La détection des spinons par le témoin quantique

La recherche de l’état de liquide de spins quantiques (QSL) se heurte depuis des décennies à un obstacle majeur : l’impossibilité d’observer directement les particules qui le composent. Contrairement aux aimants conventionnels où les spins s’alignent de manière ordonnée, les liquides de spins quantiques conservent un désordre magnétique même au zéro absolu. Dans ce milieu, les excitations ne sont pas des magnons classiques, mais des spinons.

Les spinons sont des quasiparticules qui portent une propriété de spin sans porter de charge électrique. Cette nature fractionnée signifie que l’excitation d’un système magnétique ne se déplace pas comme un bloc unique, mais se divise en composants indépendants. La technique du témoin quantique agit comme un indicateur mathématique et expérimental capable de détecter cette division.

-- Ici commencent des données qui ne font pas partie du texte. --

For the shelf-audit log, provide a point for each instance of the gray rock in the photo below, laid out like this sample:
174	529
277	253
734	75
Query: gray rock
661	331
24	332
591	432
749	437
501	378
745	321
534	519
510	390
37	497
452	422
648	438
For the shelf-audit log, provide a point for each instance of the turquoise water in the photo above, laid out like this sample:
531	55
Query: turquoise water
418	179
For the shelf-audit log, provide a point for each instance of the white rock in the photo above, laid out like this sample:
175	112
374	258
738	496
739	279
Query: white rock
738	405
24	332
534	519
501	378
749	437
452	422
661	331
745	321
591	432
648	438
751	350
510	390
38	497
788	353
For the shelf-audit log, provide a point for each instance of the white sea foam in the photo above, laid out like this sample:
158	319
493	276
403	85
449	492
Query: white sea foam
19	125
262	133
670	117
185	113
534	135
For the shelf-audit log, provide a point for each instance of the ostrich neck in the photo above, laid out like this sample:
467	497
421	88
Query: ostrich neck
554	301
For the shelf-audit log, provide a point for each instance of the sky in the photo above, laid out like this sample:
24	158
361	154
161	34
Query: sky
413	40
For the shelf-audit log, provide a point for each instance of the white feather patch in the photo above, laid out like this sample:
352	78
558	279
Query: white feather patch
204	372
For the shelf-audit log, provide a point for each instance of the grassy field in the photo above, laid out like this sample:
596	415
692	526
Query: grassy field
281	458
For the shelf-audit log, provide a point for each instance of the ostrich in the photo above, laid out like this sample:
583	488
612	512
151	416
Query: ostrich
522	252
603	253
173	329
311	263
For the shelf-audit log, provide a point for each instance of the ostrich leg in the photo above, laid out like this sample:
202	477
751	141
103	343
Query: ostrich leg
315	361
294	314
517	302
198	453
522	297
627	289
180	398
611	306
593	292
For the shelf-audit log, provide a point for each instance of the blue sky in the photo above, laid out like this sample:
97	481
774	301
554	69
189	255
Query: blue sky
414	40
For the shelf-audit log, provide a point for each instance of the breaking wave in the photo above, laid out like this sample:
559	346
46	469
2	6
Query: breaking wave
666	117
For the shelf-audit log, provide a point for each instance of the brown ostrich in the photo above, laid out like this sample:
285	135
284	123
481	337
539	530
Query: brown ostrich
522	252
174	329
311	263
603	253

Selon les protocoles de mesure, le témoin quantique ne cherche pas à cartographier l’intégralité de l’état du système, ce qui serait trop complexe. Il utilise une observable spécifique qui, si elle atteint une certaine valeur, prouve mathématiquement la présence d’intrication ou de fractionnement. Cette approche a permis de distinguer les signatures des spinons des bruits de fond magnétiques dans les matériaux candidats.

La structure d’un liquide de spins quantiques

Le candidat étudié, le $alpha$-RuCl$_3$, présente une structure cristalline où les ions de ruthénium sont disposés sur un réseau en forme de lattes. Dans ce réseau, les interactions magnétiques sont fortement compétitives, empêchant les spins de se fixer dans une direction précise. Cette compétition est le moteur de l’état de liquide de spins quantiques.

L’utilisation du témoin quantique révèle que les excitations observées ne correspondent pas aux prédictions d’un isolant de Mott standard. Les données montrent une continuité dans le spectre d’énergie, plutôt que des pics discrets. Cette continuité est la signature caractéristique des spinons qui se déplacent de manière indépendante dans le réseau.

Les chercheurs soulignent que cette observation confirme que le système ne s’est pas effondré dans un état magnétique ordonné, malgré les interactions qui pourraient normalement le provoquer. Le liquide de spins quantiques maintient une forme de fluidité magnétique, où l’information de spin circule sans que la structure ne se fige.

L’intérêt pour la protection topologique

La confirmation de l’existence des spinons dans ces matériaux n’est pas seulement une victoire théorique. Elle ouvre la voie à l’exploitation de la topologie pour l’informatique quantique. Les états de la matière qui présentent des excitations fractionnées comme les spinons possèdent souvent une protection topologique.

Cette protection signifie que l’information stockée dans le système est moins sensible aux perturbations locales, comme la chaleur ou les impuretés du matériau. Dans un ordinateur quantique classique, une erreur de calcul peut être causée par une minuscule variation d’énergie. Dans un système utilisant des états topologiques, l’information est protégée par la structure globale du système, et non par l’état de chaque particule individuelle.

Extension de la technique et stabilité des qubits

Les physiciens cherchent désormais à déterminer si cette technique de témoin quantique peut être étendue à d’autres matériaux, comme l’herbertsmithite, pour vérifier la stabilité de ces états de spin. La maîtrise de ces matériaux pourrait permettre de construire des qubits plus stables, réduisant ainsi le besoin de corrections d’erreurs massives dans les futurs processeurs quantiques.